Что значит наполовину, удивился я.
Ну это долгая и довольно занятная история, сказал он со смехом и, как бы легко отбросив неожиданное препятствие на своем пути, с прежним жаром продолжил, спросив, была ли у меня возможность для подобных наблюдений, и если нет, то наверняка я еще обнаружу, что именно такой белый цвет мог бы стать подходящим символом национального характера разгромленных немцев.
Я сказал, что чаще в глаза мне бросается серый, и, несколько устыдившись фривольности тона, отвел глаза в сторону.
Но он последовал за моим взглядом; или вот этот стол, хорош, не так ли? а кресла, ковры, канделябры? все это он забрал у матери, почти все фамильное, так сказать, наследство! чуть ли не подчистую ограбил матушку, но матерям это нравится! правда, это было недавно, потому что сначала ему хотелось, чтобы квартира была вся белая и совершенно пустая, чтобы не было ничего – только кровать с белой простыней, и ничего больше; но это все глупости, которые он несет просто потому, что рад меня видеть здесь, но боялся об этом сказать, и не выпить ли нам по глоточку? у него случайно есть бутылка французского шампанского, охлажденная, он припас ее для какого-нибудь необыкновенного случая, ведь никогда нельзя знать, когда такой случай выпадет, не так ли? и как я думаю, не стоит ли, считая нашу с ним встречу необыкновенной, откупорить эту бутылку?
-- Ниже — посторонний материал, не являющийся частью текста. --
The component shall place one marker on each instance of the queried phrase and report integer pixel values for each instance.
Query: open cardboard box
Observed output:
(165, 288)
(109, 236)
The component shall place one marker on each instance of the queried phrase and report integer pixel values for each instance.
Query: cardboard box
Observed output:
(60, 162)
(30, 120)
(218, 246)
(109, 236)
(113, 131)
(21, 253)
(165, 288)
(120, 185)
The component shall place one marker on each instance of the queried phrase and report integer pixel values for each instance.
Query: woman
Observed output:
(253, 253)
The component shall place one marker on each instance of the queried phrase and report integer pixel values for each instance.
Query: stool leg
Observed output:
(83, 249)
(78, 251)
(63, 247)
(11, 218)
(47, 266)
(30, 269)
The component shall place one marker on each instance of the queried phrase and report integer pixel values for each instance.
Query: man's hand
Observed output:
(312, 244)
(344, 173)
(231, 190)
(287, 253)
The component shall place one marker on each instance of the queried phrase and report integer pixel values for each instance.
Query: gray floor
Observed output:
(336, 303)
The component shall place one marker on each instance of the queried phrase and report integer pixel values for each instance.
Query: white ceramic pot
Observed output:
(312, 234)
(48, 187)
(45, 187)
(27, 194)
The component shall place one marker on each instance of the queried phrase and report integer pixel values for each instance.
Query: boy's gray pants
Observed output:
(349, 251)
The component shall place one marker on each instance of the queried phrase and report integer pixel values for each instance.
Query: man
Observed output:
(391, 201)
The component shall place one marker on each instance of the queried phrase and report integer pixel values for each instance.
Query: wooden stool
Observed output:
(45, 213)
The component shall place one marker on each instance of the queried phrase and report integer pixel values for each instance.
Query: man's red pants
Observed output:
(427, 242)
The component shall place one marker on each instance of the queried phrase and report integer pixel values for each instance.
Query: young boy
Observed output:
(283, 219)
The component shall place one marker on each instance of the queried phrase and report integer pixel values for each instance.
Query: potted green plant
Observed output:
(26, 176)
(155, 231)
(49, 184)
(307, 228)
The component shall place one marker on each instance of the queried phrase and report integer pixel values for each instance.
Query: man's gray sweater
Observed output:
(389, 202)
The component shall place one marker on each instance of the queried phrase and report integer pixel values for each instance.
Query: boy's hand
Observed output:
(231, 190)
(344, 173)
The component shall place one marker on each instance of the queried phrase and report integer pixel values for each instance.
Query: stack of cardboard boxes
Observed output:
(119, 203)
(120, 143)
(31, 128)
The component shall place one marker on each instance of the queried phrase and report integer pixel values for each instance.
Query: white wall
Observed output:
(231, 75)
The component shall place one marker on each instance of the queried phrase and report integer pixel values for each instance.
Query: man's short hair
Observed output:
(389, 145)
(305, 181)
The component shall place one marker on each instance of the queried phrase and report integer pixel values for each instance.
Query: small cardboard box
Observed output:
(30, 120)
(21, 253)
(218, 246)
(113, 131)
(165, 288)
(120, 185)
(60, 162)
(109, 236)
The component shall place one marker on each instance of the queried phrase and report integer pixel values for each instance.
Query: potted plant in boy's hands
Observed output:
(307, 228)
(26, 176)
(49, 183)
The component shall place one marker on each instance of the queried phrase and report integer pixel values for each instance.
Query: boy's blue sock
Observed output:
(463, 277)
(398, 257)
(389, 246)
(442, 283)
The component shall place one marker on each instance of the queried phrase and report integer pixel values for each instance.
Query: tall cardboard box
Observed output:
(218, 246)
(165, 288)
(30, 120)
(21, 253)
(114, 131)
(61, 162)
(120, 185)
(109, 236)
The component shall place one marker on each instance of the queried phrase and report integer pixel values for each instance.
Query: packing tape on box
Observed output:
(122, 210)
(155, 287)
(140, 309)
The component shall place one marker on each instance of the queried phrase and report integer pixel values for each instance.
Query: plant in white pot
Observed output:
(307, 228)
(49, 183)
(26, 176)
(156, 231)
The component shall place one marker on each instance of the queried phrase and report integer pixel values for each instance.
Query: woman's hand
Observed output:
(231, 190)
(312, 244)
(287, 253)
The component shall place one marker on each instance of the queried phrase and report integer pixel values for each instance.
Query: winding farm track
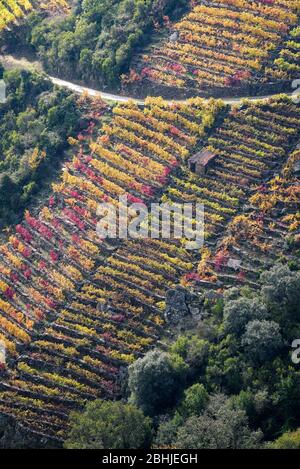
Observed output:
(121, 99)
(11, 61)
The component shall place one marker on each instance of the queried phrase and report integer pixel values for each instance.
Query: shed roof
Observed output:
(203, 157)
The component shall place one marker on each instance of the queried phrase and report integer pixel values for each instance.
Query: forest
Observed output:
(139, 340)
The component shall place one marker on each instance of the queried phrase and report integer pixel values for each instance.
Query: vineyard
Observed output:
(75, 310)
(223, 44)
(12, 11)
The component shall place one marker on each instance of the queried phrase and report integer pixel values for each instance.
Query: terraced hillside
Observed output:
(73, 314)
(224, 44)
(12, 11)
(253, 145)
(74, 310)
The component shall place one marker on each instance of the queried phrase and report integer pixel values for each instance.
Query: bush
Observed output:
(155, 381)
(109, 425)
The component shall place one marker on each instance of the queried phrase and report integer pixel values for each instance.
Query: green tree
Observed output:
(220, 427)
(237, 313)
(262, 341)
(155, 381)
(109, 425)
(195, 399)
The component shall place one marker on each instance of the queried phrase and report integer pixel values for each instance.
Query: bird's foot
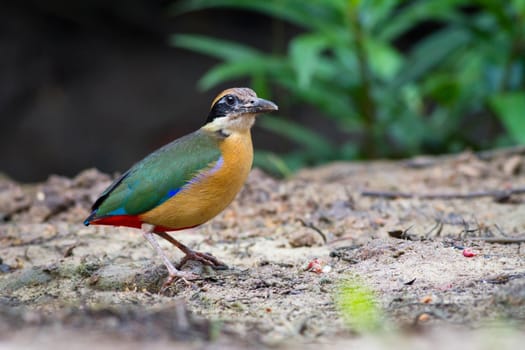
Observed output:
(206, 259)
(177, 275)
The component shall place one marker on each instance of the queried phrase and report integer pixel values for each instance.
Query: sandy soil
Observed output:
(438, 241)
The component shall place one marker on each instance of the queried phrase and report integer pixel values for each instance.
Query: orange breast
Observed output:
(200, 201)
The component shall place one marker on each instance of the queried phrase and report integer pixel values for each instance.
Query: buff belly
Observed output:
(202, 200)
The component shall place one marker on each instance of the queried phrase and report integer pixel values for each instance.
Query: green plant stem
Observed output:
(365, 102)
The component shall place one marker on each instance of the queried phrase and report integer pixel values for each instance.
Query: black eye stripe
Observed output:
(225, 105)
(229, 99)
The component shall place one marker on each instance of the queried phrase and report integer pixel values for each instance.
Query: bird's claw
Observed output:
(206, 259)
(185, 277)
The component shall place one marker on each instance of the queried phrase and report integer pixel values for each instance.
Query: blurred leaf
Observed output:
(430, 52)
(304, 54)
(320, 14)
(385, 61)
(510, 108)
(410, 14)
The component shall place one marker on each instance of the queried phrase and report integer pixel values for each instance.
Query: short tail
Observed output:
(90, 218)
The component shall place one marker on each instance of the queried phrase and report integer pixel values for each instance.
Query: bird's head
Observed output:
(235, 110)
Приняв мое неопределенное молчание за ответ, он вышел за шампанским; старинные часы на стене в это время стали бить двенадцать, я, смирившись, тупо считал удары, «вот и полночь», мелькнула у меня в голове мысль, прямо скажем, не слишком оригинальная, но тем более характерная, свидетельствующая о том, что мышление мое к тому времени попросту отключилось, передав управление мною голому созерцанию и органам чувств; себя самого я тоже воспринимал как предмет, попавший сюда неизвестно как, и хотя ощущение это было знакомо мне, я никогда не переживал его так ярко и глубоко; я чувствовал исключительность места, где я нахожусь, и времени, отмеренного боем часов, чувствовал, что должно случиться нечто, чему я изо всех сил противлюсь, что изменит всю мою жизнь, но что бы сейчас ни случилось, я знаю, что в конечном счете я этого желаю; полночь, час привидений, лучшего времени не придумаешь! я внутренне потешался над собой! можно подумать, будто я в жизни не предавался никаким искушениям, ну это и правда смешно, ломаюсь, как девушка, которая не может решить, сохранить ей невинность или расстаться с ней; казалось, что эта комната была конечным пунктом на пути чего-то долго откладываемого и до сих пор до конца неясного, – но я продолжал по инерции делать вид, будто мне доставляет неслыханное наслаждение разыгрывать весь этот спектакль! как будто я и понятия не имел, что же такое особенное может произойти здесь, или, возможно, уже и произошло? но что?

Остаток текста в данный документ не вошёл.